堅物騎士団長から妻に娶りたいと迫られた変装令嬢は今日もその役を演じます
 だが、クライマックスに向けてその笑いも封印される。どこからか、鼻をすする音が聞こえてくる。これは不思議なもので、誰か一人が鼻をすすり始めると、次から次へとそのような人たちが増えてくる。もちろん劇の内容がそうさせている、というのもあるのだが。
 そんな涙を誘うなか、幕が下りた。それと同時に割れんばかりの拍手が起こった。座席を立ち上がる者もいる。そしてその拍手は鳴りやまない。
 再び幕が上がり、それでやっと拍手が鳴りやんだ。
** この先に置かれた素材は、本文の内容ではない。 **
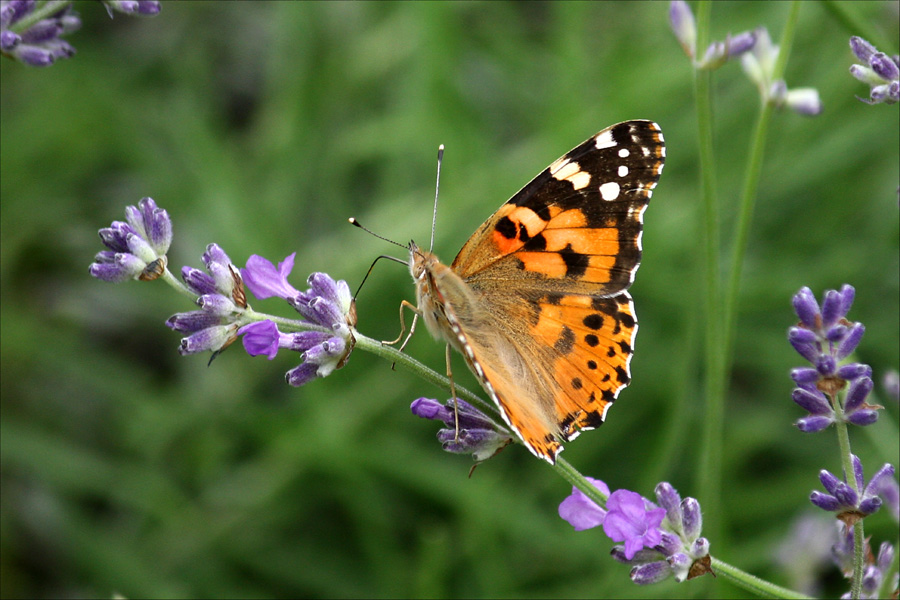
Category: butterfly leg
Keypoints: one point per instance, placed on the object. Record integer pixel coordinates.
(453, 395)
(412, 327)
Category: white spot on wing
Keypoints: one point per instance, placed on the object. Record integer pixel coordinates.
(604, 140)
(609, 190)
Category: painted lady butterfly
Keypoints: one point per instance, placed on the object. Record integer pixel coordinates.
(536, 300)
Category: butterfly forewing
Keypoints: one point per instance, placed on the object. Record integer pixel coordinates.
(545, 321)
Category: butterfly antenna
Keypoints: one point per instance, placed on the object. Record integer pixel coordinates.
(437, 185)
(353, 221)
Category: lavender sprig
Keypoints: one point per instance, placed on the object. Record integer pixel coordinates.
(879, 71)
(31, 32)
(659, 541)
(825, 337)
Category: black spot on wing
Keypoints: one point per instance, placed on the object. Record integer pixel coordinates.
(576, 262)
(566, 341)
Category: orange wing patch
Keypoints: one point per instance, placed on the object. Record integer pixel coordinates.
(594, 338)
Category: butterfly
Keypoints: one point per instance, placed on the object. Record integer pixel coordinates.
(537, 302)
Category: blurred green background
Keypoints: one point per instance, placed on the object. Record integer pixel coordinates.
(127, 469)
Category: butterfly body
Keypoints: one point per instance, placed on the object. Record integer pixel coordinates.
(536, 300)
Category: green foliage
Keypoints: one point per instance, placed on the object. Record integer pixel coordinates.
(264, 126)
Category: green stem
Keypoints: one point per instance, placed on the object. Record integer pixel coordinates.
(571, 474)
(749, 195)
(410, 364)
(859, 539)
(42, 12)
(173, 281)
(751, 583)
(710, 463)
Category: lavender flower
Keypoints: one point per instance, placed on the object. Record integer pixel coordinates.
(891, 384)
(327, 307)
(634, 520)
(759, 64)
(32, 37)
(718, 52)
(825, 337)
(137, 249)
(879, 71)
(222, 302)
(851, 503)
(143, 8)
(478, 434)
(875, 570)
(660, 541)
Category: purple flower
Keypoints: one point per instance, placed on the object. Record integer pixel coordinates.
(875, 584)
(633, 520)
(265, 281)
(880, 72)
(891, 384)
(143, 8)
(580, 511)
(137, 249)
(660, 542)
(851, 502)
(717, 53)
(478, 434)
(824, 337)
(759, 64)
(32, 37)
(320, 352)
(222, 302)
(327, 306)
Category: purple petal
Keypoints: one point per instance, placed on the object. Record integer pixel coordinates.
(806, 307)
(191, 322)
(303, 341)
(209, 339)
(863, 417)
(847, 295)
(740, 43)
(883, 475)
(826, 365)
(829, 481)
(813, 402)
(870, 505)
(260, 338)
(859, 391)
(650, 573)
(580, 511)
(852, 371)
(682, 20)
(693, 519)
(429, 409)
(216, 304)
(831, 308)
(861, 48)
(883, 66)
(824, 501)
(846, 495)
(198, 281)
(668, 498)
(858, 473)
(265, 281)
(808, 349)
(851, 341)
(302, 374)
(804, 375)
舞台の上には出演者、そして裏方たちも一列に並んでいた。それの中心にいるのはジェイミ。演劇指導をしたいと言いながらも、この舞台を全部取り仕切る舞台監督的な立場を担っていたのだ。
 ジェイミが何か言うと、最終学年の元演劇部部長も舞台に上がり、ジェイミから大きな花束が渡された。元部長も、今日の劇は予想外の斜め上をいくもので、後輩たちには期待しかありません、と。涙ながらに語っていた。

 これにて劇はおしまい。あとは客席のみなさんも帰るだけ。ぞろぞろと観客席からホールへと人が移動する。すでにホールには演劇部員がずらっと並んでいて、今日、この演劇を見てくれた人たちに御礼を言っていた。やはり進みが悪いのはクリスの前で、女子生徒が彼を囲んで群がっている。次にエレオノーラ。こちらも不思議なことに女子生徒。